Grass-fed and antibiotic- and growth-hormone-free cattle at Kookoolan Farm in Yamhill, Ore., in April. (Don Ryan/Associated Press)

OVER THE decades that bacteria have been exposed to antibiotics, they evolved methods to resist the drugs, creating a serious problem for modern medicine. Without antibiotics, some illnesses may become untreatable. Unfortunately, antibiotics have been badly overused both for people and in animal agriculture. Recent research shows that bacteria can share their resistance skills with other bacteria through mobile genes. The news out of China and Denmark in recent weeks has been disturbing.

On Nov. 18, Chinese researchers reported discovery of a “major increase” in resistance to the antibiotic colistin. While a relatively old antibiotic with side effects, colistin has been in demand as a last-resort antibiotic when some others failed to work. Colistin is largely used for human health in the United States; if it stops working, that would leave a big hole. The resistance mechanism to colistin was carried on a plasmid, a kind of bus for genetic material, given the designation MCR-1. It sits on a mobile piece of DNA that can be transferred from one bacterium to another.

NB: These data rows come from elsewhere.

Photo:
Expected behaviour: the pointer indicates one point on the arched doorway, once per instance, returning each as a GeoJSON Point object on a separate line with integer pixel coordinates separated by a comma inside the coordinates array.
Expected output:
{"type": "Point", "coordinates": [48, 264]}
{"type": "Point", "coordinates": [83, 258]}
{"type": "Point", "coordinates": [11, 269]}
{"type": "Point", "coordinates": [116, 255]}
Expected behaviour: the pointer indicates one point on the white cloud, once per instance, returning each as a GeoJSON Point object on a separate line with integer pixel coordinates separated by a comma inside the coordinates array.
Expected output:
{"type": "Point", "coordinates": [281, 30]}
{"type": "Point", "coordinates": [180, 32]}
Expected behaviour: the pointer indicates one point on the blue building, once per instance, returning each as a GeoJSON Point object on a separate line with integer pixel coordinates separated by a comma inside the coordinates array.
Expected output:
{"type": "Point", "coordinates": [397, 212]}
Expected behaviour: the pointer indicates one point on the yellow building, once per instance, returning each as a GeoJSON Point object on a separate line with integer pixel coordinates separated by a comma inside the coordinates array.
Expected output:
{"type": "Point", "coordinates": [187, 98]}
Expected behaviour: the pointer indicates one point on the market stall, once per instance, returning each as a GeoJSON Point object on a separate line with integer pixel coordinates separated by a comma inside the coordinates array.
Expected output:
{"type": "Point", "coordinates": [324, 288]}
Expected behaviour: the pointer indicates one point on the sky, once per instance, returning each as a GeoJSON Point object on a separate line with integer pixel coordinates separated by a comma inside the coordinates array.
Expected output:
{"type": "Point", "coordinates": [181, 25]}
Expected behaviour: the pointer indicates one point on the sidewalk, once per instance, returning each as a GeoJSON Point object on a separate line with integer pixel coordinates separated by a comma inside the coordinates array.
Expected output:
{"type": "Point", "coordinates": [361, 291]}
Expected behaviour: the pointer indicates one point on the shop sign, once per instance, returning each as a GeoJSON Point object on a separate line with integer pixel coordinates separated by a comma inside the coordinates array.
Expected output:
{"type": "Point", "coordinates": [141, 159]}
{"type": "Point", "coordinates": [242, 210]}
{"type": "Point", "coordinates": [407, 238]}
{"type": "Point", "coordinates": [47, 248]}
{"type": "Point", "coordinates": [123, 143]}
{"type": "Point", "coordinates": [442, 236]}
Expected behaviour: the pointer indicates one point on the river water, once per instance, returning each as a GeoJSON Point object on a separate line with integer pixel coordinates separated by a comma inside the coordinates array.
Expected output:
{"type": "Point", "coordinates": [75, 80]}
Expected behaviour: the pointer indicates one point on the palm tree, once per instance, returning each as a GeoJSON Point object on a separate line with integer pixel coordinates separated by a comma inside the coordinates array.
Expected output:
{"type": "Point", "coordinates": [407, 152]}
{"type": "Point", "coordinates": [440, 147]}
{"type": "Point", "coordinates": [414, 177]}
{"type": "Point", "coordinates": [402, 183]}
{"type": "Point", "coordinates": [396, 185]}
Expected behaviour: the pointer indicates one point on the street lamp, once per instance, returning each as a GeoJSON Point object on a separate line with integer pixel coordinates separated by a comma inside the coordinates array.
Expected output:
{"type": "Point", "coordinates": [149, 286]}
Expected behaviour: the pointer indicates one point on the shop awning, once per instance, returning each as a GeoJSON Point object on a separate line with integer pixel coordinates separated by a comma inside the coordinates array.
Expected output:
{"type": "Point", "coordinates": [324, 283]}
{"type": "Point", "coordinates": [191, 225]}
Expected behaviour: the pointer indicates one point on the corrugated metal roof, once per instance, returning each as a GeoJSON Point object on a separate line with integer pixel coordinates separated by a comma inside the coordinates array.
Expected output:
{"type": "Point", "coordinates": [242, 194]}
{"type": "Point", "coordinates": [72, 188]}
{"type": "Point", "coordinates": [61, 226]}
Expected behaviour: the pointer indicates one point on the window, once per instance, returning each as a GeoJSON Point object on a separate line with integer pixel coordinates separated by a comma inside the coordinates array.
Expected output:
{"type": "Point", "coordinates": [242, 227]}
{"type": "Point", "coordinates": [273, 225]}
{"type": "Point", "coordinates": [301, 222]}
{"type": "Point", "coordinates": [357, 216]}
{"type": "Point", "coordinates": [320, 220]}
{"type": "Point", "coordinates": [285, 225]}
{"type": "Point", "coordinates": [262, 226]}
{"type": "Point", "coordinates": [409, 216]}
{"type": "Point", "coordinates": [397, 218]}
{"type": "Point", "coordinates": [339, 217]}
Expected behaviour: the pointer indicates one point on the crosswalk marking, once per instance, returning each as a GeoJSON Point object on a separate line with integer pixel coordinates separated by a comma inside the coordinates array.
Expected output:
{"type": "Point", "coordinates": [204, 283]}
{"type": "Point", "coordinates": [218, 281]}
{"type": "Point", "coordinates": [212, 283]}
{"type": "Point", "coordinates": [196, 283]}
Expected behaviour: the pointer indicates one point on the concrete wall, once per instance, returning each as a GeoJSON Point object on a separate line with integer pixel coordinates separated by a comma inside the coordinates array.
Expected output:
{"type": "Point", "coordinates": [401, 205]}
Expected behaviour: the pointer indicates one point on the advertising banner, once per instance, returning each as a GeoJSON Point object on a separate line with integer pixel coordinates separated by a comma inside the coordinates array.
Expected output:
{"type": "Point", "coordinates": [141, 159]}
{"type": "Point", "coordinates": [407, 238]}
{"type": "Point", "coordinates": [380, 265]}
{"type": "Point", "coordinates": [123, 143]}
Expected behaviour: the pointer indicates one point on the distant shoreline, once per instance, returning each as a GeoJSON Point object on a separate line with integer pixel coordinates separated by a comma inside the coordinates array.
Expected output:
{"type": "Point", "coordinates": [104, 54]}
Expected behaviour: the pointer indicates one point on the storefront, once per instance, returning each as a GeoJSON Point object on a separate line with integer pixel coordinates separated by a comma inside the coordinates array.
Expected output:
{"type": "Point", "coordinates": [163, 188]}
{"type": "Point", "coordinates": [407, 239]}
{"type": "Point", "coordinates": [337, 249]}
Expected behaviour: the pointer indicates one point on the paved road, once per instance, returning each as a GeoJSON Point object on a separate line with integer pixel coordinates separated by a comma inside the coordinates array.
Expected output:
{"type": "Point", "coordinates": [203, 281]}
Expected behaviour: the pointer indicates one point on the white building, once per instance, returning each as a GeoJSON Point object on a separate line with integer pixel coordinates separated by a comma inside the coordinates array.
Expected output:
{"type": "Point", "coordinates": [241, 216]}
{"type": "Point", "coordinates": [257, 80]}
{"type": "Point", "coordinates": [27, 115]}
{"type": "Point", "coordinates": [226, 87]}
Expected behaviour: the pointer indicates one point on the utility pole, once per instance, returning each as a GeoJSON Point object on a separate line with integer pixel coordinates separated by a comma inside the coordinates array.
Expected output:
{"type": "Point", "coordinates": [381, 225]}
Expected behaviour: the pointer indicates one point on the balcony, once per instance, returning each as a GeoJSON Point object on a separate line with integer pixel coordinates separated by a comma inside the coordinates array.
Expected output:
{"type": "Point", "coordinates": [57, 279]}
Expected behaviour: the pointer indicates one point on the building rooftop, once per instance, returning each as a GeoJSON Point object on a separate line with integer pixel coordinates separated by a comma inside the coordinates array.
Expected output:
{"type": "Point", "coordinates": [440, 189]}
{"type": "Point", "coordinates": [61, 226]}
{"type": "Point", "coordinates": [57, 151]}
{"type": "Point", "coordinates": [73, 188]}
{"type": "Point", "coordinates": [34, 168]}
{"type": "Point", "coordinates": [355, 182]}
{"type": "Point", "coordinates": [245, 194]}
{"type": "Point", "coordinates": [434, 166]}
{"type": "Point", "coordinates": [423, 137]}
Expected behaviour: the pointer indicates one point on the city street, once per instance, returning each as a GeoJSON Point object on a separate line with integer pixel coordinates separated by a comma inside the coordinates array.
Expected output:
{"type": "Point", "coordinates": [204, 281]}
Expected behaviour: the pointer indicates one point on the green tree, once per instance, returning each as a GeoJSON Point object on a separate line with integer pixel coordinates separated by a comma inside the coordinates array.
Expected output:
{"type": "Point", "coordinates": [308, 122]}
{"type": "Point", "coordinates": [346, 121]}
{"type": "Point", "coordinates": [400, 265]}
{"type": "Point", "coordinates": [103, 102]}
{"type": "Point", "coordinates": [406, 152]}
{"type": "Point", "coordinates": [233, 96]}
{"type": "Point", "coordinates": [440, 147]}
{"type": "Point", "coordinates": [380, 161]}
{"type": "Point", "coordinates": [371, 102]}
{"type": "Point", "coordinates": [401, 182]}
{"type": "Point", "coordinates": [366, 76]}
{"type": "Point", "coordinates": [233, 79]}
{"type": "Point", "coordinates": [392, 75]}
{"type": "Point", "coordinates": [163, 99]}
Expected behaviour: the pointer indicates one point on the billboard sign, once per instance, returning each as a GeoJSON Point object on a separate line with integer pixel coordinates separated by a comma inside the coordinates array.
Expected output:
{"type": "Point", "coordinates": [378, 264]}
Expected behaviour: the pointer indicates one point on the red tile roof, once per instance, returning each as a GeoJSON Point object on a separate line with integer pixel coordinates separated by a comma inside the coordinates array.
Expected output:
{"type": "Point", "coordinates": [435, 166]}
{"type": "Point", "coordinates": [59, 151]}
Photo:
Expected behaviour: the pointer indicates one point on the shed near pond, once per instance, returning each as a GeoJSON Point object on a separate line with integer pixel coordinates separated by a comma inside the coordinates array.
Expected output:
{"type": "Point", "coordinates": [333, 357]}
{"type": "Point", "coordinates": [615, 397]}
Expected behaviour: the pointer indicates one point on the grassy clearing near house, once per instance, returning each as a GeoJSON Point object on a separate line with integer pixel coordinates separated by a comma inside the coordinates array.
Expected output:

Then, on Dec. 3, researchers in Denmark reported another shocker. Looking back over the genetic blueprints they had already made of some 3,000 bacteria, they found MCR-1 present in one human patient, from this year, and in five food samples imported from 2012 to 2014. Advances in genomics made this rapid surveillance possible. Although unanswered questions remain, the implication is that the mobile gene conferring resistance to colistin is circling the globe.

Antibiotics have long been used to help farm animals grow larger and faster on the same amount of feed, and to prevent disease in a flock or herd. The industry insisted this practice had little overlap with drugs important to human health. But the recent research suggests once again that bacteria in pigs in China can trade mobile resistance genes with a bacteria that might infect a human in the United States or Denmark. The pathways between humans and animals are not entirely clear, but the fact of the exchange of genes that confer resistance capability is significant and has shown up in other research as well. A new report from a United Kingdom group studying antibiotic use on the farm, published Tuesday, declared: “we believe that there is sufficient evidence showing that the world needs to start curtailing the quantities of antimicrobials used in agriculture now.”

Many laudable efforts are underway to reduce the use of antibiotics; agriculture must be an essential part of this effort. The Food and Drug Administration has wisely persuaded drugmakers to end sales of antibiotics that are important to human health for growth promotion in animals by 2016 and strengthened veterinary oversight. However, the FDA will continue to permit the use of some antibiotics for disease prevention in animals that are not sick, and the FDA’s latest data show an uptick in antibiotic use on the farm. More needs to be done to reverse this trend. Antibiotics are a common resource for all humanity. They must be saved from overuse and obsolesence.